4. Justin Wilcox, USC defensive coordinator
A defensive coordinator for two undefeated Boise State teams under Chris Petersen, Wilcox is at home on the West Coast. His defenses at USC and Washington each ranked third in the Pac-12 in yards per play the last two seasons.
5. Kalani Sitake, Oregon State defensive coordinator
Gary Andersen’s hire of Sitake from Utah was a coup for the first-year Oregon State coach. Sitake is one of the Pac-12’s most respected defensive coordinators as Utah has remained solid on that side of the ball despite the move from the Mountain West to the Pac-12. His defenses have had a knack for the fundamentals even if they’ve been at a talent deficiency.
6. D.J. Durkin, Michigan defensive coordinator
Any coach who has worked for both Urban Meyer and Jim Harbaugh is on a good career trajectory. He’s also due for some good timing. Durkin left Stanford just before the Cardinal became a BCS regular and arrived at Florida in time for Meyer’s final season and into the Will Muschamp era. Even if Florida struggled in 2013 and 2014, it wasn’t because of Durkin’s defenses, which ranked fifth and first, respectively, in yards per play in the SEC.
7. Lincoln Riley, Oklahoma offensive coordinator
Riley may have made a career-defining move this offseason, leaving East Carolina for Oklahoma. All Bob Stoops needs Riley to do is revive OU’s spot on the cutting edge of offense. After all, Norman is where Mike Leach, Mark Mangino, Kevin Wilson and Kevin Sumlin all turned their offensive coordinator posts into their first head coaching jobs. Riley, a former Leach assistant at Texas Tech, led the No. 3 passing offense in the country last season.
8. Sonny Cumbie, TCU co-offensive coordinator/QB coach
Doug Meacham calls the plays at TCU, but the arrival of Meacham and Cumbie at TCU was critical to the Horned Frogs’ run at a College Football Playoff spot last season.
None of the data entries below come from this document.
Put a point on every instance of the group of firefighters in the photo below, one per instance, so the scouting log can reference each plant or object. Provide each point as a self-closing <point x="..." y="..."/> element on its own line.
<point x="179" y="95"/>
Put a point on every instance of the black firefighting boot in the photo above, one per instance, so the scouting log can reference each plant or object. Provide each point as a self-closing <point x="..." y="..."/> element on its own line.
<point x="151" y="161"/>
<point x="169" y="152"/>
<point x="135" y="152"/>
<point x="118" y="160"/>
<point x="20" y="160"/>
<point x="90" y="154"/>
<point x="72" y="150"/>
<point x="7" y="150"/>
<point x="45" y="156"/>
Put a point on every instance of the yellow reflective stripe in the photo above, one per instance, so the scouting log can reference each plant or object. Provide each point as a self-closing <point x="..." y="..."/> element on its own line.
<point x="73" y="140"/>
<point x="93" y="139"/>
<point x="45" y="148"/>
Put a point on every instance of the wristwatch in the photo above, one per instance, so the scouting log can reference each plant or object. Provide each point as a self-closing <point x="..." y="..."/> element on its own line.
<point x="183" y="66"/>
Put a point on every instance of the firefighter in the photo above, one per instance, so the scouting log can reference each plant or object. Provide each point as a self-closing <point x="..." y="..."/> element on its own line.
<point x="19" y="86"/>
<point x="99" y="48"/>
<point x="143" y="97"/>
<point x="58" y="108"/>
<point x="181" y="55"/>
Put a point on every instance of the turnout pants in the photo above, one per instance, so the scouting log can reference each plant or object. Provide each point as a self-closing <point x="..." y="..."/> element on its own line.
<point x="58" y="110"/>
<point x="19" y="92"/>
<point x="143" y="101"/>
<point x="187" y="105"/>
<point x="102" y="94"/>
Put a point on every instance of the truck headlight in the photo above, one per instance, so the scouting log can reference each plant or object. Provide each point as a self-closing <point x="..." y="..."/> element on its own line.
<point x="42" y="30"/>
The duo represented a culture shift for the TCU offense to the spread, and Cumbie was critical in grooming Trevone Boykin into a Heisman-contending QB. If you’re noticing a trend, Cumbie is also a Leach guy, passing for 4,724 yards for Texas in 2004.
9. Barry Odom, Missouri defensive coordinator
Odom returned to his alma mater after leading a turnaround for the Memphis defense last season. The Tigers ranked 10th nationally in yards allowed per play and 11th in scoring defense. In only his sixth season as a full-time assistant coach, Odom is an SEC defensive coordinator.
10. Mike Norvell, Arizona State offensive coordinator
Statistically, Arizona State wasn’t the most dynamic offense in the Pac-12 — fifth in passing efficiency, sixth in yards per play, seventh in yards per carry and third in points per game. That said, Arizona State needed to start its backup quarterback for three games (against two ranked teams) and still finished with 10 wins for the second consecutive season.
11. Jake Spavital, Texas A&M offensive coordinator
Surprise, surprise: Another Air Raid devotee on the list. Spavital comes from the Dana Holgorsen branch of that coaching tree, getting his first full-time coaching gig as West Virginia’s quarterback coach in 2011. He replaced Kliff Kingsbury at Texas A&M to work with Johnny Manziel and then supervised the Aggies’ QB derby last season. He’s another bright offensive mind entrenched in the most trendy scheme of the day. He’ll be sure to follow Kingsbury and others as they move into head coaching jobs.
12. Scottie Montgomery, Duke offensive coordinator
Well before age 40, Montgomery notched an NFL position coach stint under his belt and now sits at the right hand of David Cutcliffe at Duke. A Blue Devils alum and North Carolina native, Montgomery could slip into a head coaching role in a few years.
13. Mike Sanford Jr., Notre Dame offensive coordinator
Not to be confused with Mike Stanford Sr., his father who is the former coach at UNLV and current coach at Indiana State. After serving as offensive coordinator for Fiesta Bowl-bound Boise State last season, Sanford had a chance at coordinator posts at Ohio State and Notre Dame. He picked Notre Dame. Not bad for a guy born in the 1980s.